Imagine if dragons existed (in four colors: Black, Red, Green and Blue), and each type of blood granted certain powers to a select few of the population. Imagine the era of monarchies and governments had faded, to be replaced by corporations- who, of course, control access to this dragon blood. They’ve gotten rich and powerful off it, particularly the Ironship Syndicate, which has empire-like control of vast lands. Decades pass. And now the breeding lines of drakes are weakening, and the wild ones more scarce. The old myth of the White drake suddenly seems less preposterous and more like a Hail Mary that could save the corporation and the economy. If they can get to it first. If it can be found at all. If all of the recent strange behavior of the wild drakes doesn’t escalate out of control first.
The book follows three main characters: Claydon Torcreek, a petty thief and unregistered blood-blessed unwillingly pressed in corporate service; Lizanne Letheridge, a level-headed corporate spy and assassin, tasked with this secret quest; and Lieutenant Hilemore, a naval officer in the Syndicate’s military force. Their stories intersect to varying degrees, and each reveals a piece of the larger puzzle regarding the quest for the White and what is happening to their world.

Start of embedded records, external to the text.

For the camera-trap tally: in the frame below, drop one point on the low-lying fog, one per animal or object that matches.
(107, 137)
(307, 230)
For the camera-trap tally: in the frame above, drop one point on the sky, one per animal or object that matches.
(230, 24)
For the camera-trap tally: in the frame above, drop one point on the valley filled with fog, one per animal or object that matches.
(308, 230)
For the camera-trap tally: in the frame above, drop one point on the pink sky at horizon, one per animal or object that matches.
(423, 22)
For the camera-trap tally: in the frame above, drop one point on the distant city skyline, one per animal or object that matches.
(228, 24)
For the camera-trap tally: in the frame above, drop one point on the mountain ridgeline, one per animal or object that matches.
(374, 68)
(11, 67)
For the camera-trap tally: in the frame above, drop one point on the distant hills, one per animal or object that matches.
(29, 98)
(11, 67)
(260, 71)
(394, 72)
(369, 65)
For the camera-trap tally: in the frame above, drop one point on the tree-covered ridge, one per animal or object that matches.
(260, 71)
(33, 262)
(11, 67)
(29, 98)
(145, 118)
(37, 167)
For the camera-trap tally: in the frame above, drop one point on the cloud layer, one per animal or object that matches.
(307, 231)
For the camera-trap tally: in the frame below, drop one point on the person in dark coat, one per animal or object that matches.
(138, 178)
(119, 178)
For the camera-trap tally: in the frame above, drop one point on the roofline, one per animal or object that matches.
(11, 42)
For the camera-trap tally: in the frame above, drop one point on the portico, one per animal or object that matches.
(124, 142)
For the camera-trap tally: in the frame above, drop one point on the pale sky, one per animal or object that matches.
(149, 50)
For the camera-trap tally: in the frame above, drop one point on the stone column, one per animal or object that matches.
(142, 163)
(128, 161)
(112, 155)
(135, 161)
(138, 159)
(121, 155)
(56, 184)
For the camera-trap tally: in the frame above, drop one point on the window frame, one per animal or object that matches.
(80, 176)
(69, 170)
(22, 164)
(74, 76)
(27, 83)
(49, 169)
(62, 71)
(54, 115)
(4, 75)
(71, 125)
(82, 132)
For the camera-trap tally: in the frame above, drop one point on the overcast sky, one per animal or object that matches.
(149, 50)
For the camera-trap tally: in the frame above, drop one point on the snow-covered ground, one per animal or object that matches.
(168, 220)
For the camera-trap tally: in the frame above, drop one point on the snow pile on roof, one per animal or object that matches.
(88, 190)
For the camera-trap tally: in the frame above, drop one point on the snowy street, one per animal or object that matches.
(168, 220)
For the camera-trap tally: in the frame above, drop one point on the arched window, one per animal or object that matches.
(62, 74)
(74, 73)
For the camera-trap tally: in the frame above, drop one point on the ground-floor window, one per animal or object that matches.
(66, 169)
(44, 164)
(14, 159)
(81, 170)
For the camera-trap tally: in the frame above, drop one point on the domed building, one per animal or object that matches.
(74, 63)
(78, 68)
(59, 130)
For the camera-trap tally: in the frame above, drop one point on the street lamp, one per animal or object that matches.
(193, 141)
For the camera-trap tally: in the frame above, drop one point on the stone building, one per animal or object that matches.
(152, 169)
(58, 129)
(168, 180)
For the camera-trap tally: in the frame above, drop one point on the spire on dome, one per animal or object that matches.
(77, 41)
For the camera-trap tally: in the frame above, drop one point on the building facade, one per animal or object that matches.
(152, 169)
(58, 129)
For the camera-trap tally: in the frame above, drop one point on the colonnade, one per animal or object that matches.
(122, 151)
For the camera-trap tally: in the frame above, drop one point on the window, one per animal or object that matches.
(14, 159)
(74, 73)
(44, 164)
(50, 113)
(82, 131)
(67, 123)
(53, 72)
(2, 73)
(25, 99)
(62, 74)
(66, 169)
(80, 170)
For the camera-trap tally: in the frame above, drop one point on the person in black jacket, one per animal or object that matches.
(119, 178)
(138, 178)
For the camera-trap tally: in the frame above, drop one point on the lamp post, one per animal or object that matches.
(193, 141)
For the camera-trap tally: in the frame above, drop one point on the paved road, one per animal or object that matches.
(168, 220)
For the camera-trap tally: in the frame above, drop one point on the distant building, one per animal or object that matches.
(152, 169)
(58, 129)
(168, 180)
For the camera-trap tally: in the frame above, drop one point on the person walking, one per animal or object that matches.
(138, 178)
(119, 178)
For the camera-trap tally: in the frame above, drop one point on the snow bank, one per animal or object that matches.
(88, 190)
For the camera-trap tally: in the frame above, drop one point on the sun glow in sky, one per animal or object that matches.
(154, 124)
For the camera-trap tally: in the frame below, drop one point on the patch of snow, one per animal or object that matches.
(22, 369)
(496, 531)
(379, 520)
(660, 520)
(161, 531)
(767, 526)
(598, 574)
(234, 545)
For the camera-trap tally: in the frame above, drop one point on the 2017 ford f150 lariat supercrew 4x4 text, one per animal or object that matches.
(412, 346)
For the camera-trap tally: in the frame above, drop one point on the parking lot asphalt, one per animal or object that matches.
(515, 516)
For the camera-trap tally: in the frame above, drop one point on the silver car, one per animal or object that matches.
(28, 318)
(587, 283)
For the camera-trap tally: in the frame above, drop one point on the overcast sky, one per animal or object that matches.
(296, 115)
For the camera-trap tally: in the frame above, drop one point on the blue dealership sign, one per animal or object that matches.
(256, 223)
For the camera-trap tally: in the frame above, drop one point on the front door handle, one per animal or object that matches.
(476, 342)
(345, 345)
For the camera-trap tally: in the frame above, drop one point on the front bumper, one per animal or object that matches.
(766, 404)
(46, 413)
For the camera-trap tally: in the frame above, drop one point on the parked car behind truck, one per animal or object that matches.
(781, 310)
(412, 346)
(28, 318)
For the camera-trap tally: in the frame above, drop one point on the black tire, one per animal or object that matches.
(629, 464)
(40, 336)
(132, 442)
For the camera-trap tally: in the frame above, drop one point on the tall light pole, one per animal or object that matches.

I liked it. It’s a good adventure story, with well-written characters. Each storyline was equally interesting, which isn’t always the case in books that jump between characters with each chapter. The magic system was well-done. I appreciate when there’s a cost to using special powers, as opposed to them just being magically unlimited. And I have to say I was pleasantly surprised by probably the last third of the book, as the plot took some turns and revealed some details I hadn’t anticipated.
The prose did get bogged down in places, to the point where I skimmed a bit. Particularly in the sections detailing military battles- though that’s due more to a personal boredom with those kind of scenes, and not necessarily the fault of the author. Overall though it still felt a bit long, and could probably have used another round with a red-pen-loving editor.
But if you like dragons, magic, adventure, intrigue and military fiction, this would be a perfect fit for you. I’m only iffy on that last point, and I still enjoyed it a lot. It only just came out last week, so unfortunately I have to wait until next year for the sequel.
I give it 4/5 stars.
I received an advanced reading copy (ARC) of this book from Penguin Random House First Reads in exchange for an honest review.